During the second half of class, the dancers practice what they’ve learned by dancing numbers that include the steps they worked on.
“[Strickland] uses salt and pepper shakers at home to sort things out and get the timing,” 76-year-old Karen Hollingsworth said. “She moves us around and then decides if that’s what she wants in the dance.”
Strickland has a binder full of dance routines that she brings with her to class. “I’ve been dancing so long I’m not making anything new up,” said Strickland, who is a ballerina at heart but enjoys “making noise like a kid” while tap dancing.

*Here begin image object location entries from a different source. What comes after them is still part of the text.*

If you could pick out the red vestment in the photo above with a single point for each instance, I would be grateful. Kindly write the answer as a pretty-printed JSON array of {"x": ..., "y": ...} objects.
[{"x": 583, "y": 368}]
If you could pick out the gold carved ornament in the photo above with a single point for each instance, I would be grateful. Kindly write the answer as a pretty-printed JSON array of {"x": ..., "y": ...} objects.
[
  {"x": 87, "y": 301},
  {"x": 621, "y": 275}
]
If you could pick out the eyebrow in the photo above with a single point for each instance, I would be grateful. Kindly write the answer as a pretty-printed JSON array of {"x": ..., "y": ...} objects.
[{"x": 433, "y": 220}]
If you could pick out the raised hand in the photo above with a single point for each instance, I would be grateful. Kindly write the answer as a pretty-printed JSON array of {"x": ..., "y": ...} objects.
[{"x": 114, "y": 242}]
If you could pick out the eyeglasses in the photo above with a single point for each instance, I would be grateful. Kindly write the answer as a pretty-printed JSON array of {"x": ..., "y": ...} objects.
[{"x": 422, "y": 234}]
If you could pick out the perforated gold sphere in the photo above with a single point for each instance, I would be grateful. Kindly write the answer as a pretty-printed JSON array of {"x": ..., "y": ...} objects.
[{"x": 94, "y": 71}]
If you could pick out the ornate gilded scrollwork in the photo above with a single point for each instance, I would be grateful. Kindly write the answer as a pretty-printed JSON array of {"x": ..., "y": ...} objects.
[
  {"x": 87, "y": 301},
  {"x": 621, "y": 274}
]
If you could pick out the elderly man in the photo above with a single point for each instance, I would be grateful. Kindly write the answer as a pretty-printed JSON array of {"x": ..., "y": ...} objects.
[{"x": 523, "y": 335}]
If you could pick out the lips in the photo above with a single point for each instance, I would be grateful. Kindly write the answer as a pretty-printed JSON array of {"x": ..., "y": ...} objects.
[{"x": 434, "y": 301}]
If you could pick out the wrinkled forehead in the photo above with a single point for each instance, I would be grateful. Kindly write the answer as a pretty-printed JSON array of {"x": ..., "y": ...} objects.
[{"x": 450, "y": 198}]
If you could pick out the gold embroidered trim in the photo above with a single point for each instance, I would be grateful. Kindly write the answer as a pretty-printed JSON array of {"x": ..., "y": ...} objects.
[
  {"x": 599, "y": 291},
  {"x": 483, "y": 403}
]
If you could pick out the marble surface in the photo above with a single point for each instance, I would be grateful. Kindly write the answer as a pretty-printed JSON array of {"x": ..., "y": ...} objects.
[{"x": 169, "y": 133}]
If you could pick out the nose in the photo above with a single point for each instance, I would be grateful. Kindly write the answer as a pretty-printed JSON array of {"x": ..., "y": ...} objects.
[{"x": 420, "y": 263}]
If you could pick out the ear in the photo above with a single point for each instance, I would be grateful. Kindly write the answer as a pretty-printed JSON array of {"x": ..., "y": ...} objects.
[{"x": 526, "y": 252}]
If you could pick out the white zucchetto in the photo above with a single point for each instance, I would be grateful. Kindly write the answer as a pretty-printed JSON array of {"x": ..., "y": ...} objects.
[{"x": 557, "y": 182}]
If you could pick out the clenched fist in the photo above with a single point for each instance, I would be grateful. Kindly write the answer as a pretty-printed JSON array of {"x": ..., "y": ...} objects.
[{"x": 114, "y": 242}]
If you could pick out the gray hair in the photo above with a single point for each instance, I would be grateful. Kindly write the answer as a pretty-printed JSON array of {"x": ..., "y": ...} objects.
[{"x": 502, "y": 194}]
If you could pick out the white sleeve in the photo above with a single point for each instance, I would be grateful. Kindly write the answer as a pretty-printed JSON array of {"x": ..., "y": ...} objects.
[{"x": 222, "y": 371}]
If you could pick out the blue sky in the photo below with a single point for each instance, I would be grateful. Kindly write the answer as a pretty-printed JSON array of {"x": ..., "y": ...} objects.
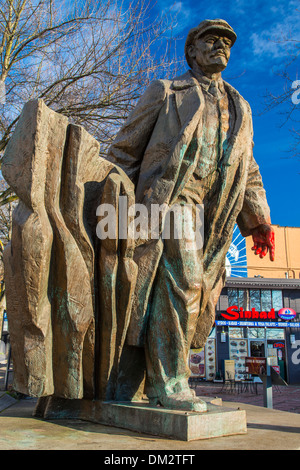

In a class in late September, the group decided to do “Singin’ in the Rain,” which starts with the dancers shaking invisible rain off their bodies.
It also requires them to do cramp rolls, a difficult move with four distinct steps.
“Toe, toe, heel, heel,” Gleason said, walking the steppers through it. The purpose of the move is to be able to hear all four steps individually — but when put together quickly, it sounds like a drum roll.
Strickland started the musical classic and the group tapped through it as she watched their toes and heels closely. When it was over, she was not impressed.
“She couldn’t hear the cramp rolls,” Michelle Nelson, 65, shouted after talking with Strickland, who sauntered over to the center of the group to demonstrate the step.
Her tiny feet gently tapped: toe, toe, heel, heel. It was quiet, but it was perfect — and everyone knew it. She made them start the number again.
“She taught us everything. That’s why she’s so strict on these steps,” said Hollingsworth, who has been with the Senior Steppers for six years. “She doesn’t let us get away with anything.”
The beginners watched the veterans, copying their steps and turning when they turned. Sydney Kohlmeier, 79, who joined the Senior Steppers earlier this year, said Strickland recently told her, “Sydney, you’re faking it.”
“I said, ‘Yeah, I am.’ It was the only way to get through the dance!” Kohlmeier said, laughing.
Many students said Strickland’s choreography is smart because her steps coincide with the music and lyrics, which helps the dancers remember what step to do. This is apparent in the next number: “Take Me Out to the Ball Game.”
For each “one,” “two” and “three” strikes, the steppers swing invisible bats in between taps.
“Everybody loves ‘Take Me Out to the Ball Game’ when we perform it. You almost can’t hear the music because the entire audience takes over and sings,” Nelson said, reminiscing on the live recitals. At 65, she’s the “baby” of the group — although some of the older folks have a whole lot more energy, she said.
“Having a hard time keeping up with us old folks, huh?” Strickland asked Nelson after her first day over a decade ago.
The Senior Steppers are hoping they’ll have enough members by the start of baseball season next year to start performing again in front of crowds.
Until then, they’ll keep practicing — and cheating nature — with or without a swimming pool full of alien cocoons keeping them young.